Il progressivo “avvicinamento” delle calciatrici al pubblico lo ha infatti spinto a partecipare anche le loro battaglie in maniera più sentita. Così, all’ampliamento della platea di spettatori e alla maggiore presa sulla loro attenzione è corrisposta anche una mobilitazione attiva e a più livelli su temi quali il professionismo – che alle calciatrici italiane è stato riconosciuto solo ad aprile dello scorso anno, e che molte altre atlete (e atleti) ancora non hanno – o la disparità salariale – che negli Stati Uniti, per esempio, è stata definitivamente appianata rispetto agli atleti uomini a febbraio 2023. Nonostante ci sia ancora molto da lavorare su questi aspetti, soprattutto perché i progressi in termini di parità non sono stati fatti simultaneamente in tutti i Paesi – e infatti in Italia in gender pay gap, anche nel calcio, rappresenta ancora un divario profondo – i primi effetti positivi in ambito calcistico sembrano poter dare origine a un movimento più ampio, che coinvolga lo sport in generale, ma anche la stessa società, soprattutto per quanto riguarda la percezione della figura femminile nell’immaginario collettivo.

Barbara Bonansea

In un contesto sociale in cui i pregiudizi nei confronti delle donne sono tuttora radicatissimi, e hanno dirette conseguenze sulle disuguaglianze reali che segnano il rapporto tra i generi, è infatti necessario formulare delle narrazioni del femminile che fuggano dai nostri automatismi di pensiero, indebolendoli fino a interrompere il loro replicarsi.

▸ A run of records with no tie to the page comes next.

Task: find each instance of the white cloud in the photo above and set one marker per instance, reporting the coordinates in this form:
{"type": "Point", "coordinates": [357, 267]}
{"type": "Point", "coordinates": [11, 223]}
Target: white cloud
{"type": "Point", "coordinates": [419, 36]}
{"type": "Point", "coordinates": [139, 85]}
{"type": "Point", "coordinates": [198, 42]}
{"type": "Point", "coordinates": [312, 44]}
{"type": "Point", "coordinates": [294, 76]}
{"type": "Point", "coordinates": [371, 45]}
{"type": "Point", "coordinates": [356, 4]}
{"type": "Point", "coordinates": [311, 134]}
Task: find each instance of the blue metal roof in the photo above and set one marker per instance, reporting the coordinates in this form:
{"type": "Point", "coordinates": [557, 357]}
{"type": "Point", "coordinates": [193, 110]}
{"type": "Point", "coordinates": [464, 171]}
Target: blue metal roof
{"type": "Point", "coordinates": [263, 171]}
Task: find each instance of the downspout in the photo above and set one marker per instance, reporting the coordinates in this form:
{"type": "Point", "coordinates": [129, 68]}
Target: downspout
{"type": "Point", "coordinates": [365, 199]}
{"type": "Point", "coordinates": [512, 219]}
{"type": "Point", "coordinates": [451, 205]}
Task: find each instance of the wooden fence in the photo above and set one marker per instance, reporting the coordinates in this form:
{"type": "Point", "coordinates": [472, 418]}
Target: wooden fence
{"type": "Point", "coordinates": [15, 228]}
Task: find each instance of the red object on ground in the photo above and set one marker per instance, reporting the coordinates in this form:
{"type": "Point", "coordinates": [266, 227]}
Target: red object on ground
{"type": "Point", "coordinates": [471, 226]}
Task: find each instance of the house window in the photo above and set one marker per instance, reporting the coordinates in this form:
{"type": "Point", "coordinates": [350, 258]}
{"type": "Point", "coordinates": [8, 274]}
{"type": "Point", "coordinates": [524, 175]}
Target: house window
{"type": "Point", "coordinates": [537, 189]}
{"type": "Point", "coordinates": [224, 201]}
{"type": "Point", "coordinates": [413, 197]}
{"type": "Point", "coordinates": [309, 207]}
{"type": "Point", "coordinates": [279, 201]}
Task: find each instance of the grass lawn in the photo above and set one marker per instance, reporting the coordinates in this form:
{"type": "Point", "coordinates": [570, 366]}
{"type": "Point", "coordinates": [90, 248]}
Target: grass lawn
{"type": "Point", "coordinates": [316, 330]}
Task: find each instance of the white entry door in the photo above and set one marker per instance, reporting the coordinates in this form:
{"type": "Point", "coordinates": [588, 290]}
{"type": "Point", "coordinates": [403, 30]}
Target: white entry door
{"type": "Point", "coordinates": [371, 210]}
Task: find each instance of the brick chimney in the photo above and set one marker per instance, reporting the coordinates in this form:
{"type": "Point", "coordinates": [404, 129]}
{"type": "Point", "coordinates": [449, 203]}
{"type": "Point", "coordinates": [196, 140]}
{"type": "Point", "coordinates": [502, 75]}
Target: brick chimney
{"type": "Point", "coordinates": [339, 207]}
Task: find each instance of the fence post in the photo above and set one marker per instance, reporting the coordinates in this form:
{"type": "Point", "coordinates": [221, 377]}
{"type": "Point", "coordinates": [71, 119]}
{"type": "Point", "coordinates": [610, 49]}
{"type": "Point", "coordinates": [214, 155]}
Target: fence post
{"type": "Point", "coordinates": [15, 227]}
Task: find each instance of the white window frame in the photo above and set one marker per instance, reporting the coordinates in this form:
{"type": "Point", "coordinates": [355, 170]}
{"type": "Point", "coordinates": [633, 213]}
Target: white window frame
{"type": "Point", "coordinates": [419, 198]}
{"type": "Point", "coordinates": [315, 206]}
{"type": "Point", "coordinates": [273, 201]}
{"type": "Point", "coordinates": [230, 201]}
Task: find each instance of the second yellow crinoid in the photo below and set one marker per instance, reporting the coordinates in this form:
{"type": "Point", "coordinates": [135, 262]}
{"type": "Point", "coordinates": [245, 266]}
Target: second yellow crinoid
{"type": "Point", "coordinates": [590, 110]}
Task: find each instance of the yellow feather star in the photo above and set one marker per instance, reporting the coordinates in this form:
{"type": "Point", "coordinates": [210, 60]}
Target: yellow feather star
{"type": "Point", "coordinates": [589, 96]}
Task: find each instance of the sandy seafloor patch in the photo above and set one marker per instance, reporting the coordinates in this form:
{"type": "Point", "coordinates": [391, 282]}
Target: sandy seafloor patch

Da questo punto di vista lo sport può essere un importante veicolo di emancipazione, perché promuove valori di inclusione, cooperazione e rispetto tra pari, oltre a permettere di associare anche le donne a una sfera emotiva che spesso viene loro preclusa, o che non sono state educate a coltivare: quella della combattività, della determinazione e di tutti gli impulsi che l’attività sportiva scarica nel mondo passando per il corpo. Seguendo la direzione tracciata dalle atlete del calcio femminile, si può pensare di estendere sul piano sociale un’immagine di femminilità diversa e per certi aspetti rivoluzionaria, che parla per il singolo soggetto e non per una supposta categoria, in modo tale che questa non finisca per rappresentare una gabbia, e che valorizzi dunque le caratteristiche individuali di ogni donna – anche dando la possibilità a ciascuna di scoprire ed esplorare le proprie liberamente –, senza partire per forza di cose da un paragone con le altre o da un confronto che sottolinea le differenze con il maschile. Per raggiungere un’uguaglianza effettiva tra i generi, che si traduca in un trattamento paritario, dobbiamo infatti sganciare prima i nostri pensieri e poi il nostro modo di muoverci nella realtà dall’ansia di tracciare confini e distinzioni, spostando l’attenzione sugli elementi che invece ci rendono più simili di quanto immaginavamo. E le emozioni provate durante una partita decisiva, sono indubbiamente tra questi.